#1 Check Your Tire Pressure and Consider Snow Tires: If your tires have many years on them – not many miles, but years- you may consider inspecting them for things such as irregular wear and dry rotting. This unnoticed can cause sudden loss of control and tire blowouts. If you do not have a vehicle that can handle snow tires, make sure you check the tire pressure in each tire to ensure the safest drive possible. In Evansville, there is air available at almost every gas station for a small cost OR you can use it for free at the Marathon on North Green River Road and the Marathon on Red Bank Road. If you ever find yourself skidding, do not apply the brakes. Take your foot off the accelerator and slowly turn your wheel in the opposite direction. It is easy to over correct here so try to stay calm and mindful of your actions.

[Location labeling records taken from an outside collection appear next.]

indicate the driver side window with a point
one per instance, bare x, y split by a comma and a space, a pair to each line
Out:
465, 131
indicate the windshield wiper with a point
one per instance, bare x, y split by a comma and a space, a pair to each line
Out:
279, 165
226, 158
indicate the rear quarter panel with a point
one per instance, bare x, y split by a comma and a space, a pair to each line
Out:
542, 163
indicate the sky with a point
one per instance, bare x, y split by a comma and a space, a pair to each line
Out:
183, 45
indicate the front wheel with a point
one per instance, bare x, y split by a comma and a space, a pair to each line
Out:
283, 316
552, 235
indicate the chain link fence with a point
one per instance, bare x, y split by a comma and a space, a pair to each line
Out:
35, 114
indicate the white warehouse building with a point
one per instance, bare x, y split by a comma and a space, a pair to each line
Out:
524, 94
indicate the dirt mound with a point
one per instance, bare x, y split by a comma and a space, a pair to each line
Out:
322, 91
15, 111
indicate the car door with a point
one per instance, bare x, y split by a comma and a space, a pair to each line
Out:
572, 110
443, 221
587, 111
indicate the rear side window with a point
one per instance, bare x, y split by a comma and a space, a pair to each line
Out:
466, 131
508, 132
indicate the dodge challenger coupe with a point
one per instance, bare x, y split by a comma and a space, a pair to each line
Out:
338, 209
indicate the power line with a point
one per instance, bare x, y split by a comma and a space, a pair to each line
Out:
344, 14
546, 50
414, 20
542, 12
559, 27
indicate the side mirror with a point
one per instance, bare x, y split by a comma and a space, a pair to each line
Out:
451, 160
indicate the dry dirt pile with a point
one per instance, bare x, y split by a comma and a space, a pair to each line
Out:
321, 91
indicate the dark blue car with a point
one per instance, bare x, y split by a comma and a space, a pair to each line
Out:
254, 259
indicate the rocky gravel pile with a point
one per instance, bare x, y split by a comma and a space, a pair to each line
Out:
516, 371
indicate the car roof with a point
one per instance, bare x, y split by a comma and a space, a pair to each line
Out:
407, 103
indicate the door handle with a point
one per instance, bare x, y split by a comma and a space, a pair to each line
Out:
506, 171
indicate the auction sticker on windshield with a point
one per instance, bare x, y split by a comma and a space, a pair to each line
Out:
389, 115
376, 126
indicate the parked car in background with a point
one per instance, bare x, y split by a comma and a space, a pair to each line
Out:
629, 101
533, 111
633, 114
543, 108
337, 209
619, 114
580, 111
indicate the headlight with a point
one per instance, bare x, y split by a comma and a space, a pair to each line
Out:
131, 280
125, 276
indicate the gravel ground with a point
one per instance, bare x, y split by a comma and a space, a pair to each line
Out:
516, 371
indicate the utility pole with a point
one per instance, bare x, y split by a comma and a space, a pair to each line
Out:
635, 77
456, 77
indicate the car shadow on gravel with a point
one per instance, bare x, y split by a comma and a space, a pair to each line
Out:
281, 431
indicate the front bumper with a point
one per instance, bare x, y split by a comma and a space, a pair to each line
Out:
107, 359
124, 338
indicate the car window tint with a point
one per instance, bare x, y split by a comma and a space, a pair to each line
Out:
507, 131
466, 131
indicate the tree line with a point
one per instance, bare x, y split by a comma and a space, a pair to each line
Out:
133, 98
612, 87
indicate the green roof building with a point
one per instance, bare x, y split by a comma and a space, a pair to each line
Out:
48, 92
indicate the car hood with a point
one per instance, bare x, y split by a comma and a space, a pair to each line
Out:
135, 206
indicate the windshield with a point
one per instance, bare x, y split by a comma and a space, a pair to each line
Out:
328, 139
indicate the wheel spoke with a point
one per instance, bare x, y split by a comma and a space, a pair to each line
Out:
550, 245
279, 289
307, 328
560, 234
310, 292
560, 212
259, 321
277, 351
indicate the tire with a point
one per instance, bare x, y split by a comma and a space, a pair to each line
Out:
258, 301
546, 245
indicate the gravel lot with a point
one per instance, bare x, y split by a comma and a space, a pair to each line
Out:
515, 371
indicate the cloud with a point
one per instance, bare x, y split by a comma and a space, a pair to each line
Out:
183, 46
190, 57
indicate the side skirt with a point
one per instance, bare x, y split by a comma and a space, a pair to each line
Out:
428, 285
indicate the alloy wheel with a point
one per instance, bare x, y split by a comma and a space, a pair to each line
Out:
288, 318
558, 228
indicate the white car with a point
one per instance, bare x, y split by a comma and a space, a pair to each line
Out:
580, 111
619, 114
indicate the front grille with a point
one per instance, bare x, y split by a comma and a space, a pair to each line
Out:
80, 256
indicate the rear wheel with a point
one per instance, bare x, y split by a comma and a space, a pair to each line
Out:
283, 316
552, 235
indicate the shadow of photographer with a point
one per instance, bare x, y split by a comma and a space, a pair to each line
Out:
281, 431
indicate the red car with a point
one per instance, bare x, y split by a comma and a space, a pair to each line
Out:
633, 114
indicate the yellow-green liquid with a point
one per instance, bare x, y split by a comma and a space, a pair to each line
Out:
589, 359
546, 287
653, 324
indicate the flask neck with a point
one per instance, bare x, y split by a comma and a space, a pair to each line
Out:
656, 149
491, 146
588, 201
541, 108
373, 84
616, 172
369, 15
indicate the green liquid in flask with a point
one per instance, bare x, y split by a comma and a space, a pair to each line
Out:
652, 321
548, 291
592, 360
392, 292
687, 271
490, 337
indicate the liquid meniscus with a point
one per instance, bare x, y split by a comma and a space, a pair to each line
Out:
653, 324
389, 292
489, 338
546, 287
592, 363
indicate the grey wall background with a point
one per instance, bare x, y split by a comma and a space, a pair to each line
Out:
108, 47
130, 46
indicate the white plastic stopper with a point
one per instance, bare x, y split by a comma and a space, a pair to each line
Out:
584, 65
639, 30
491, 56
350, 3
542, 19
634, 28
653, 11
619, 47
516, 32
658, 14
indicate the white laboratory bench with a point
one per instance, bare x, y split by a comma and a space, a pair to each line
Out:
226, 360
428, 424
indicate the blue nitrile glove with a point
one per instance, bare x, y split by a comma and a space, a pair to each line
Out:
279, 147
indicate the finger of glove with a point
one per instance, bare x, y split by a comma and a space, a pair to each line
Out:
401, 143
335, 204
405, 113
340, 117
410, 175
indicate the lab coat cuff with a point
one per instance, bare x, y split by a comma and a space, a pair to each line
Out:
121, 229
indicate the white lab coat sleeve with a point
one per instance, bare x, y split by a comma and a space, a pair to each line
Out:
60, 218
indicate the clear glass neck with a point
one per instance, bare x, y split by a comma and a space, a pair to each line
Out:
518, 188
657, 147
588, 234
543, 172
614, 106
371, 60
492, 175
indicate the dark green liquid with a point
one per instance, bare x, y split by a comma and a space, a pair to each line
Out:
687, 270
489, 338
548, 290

#2 Check Your Battery: On average, car batteries last about three to five years. If it is time to get a new one, consider replacing it in the fall when batteries typically go on sale AND because winter months are harder on your engine and cause it to work harder, putting more pressure on the battery. Most mechanic shops will offer to check your battery for free.
#3 Check Your Oil and Oil Viscosity: Oil keeps the metal surfaces of your engine from grinding together and causing damage. The viscosity (or thickness) of oil is a crucial key to ensuring your engine is running properly. If the oil is too thick, it will flow too slowly and your engine can overheat. In the winter time, cold temperatures cause oil to thicken but you can keep this in control by having regular oil changes done to your vehicle. Most technicians recommend an oil change every 3,000 miles or every three months — whichever comes first.
#4 Put in the Correct Amount of Antifreeze: Antifreeze protects your engine from freezing in cold weather and overheating on hot days. A 50:50 mix of antifreeze and water is ideal to keep fluids from freezing at temperatures as low as -34 degrees Fahrenheit. Don’t worry about trying to bust out your measuring cup to achieve the perfect ratio however, most bottles of antifreeze are solid premixed with water.
#5 Keep Your Fuel Tank Full: Cold and constantly shifting temperatures can cause condensation to form on the walls of a gas tank that is near empty and may result in water dripping into the gas. It will eventually sink to the bottom, since water is heavier than gas, possibly freezing up the fuel lines — which can result in the blocking of gas and halting of your travel plans. Repairs to correct this can be very costly so do yourself the favor and keep your gas tank near full this winter.
#6 Check Your Defrost and Heating Units: With the morning temperature hitting a brisk 20 degrees this morning in Evansville, you have probably had to turn on your heating system and seat warmers by this point. If your heater is not working, the usual culprit is a faulty heater coil. Defrosters work by blowing warm, dry air over the glass to reduce the amount of moisture (thus causing the fogginess). If your defroster is functioning properly but you are still having a problem with fog, check your car over for air leaks around the doors and windows.
#7 Replace Windshield Wipers and Fill Wiper Fluid: Low visibility can make winter driving very dangerous. Make sure you inspect your wiper blades for cracks (since they are made out of plastic and rubber) and check to make sure your wiper fluid is filled up, as it can assist in breaking up snow and ice on the windshield.
#8 Check Your Car’s Belts and Hoses: Typically, belts and hoses are only checked when the car is due for a tune-up. It doesn’t hurt to take a look and make sure everything is holding up properly around the engine. Cold temperatures can weaken them so a breakage is more likely to occur during the winter months.
#9 Make Sure Your 4-Wheel Drive Works: If you own an SUV you probably don’t use 4-wheel drive too much in the summer unless you enjoy off-roading. A properly functioning system can improve tire traction on snow and ice, decreasing the possibility of getting stuck when the weather starts to decline.
#10 Keep an Emergency Kit Inside Your Car: include items such as non-perishable foods, an extra coat, salt, a shovel, road flares, flashlights, boots, and even a portable cellphone charger incase you get stuck in a remote area.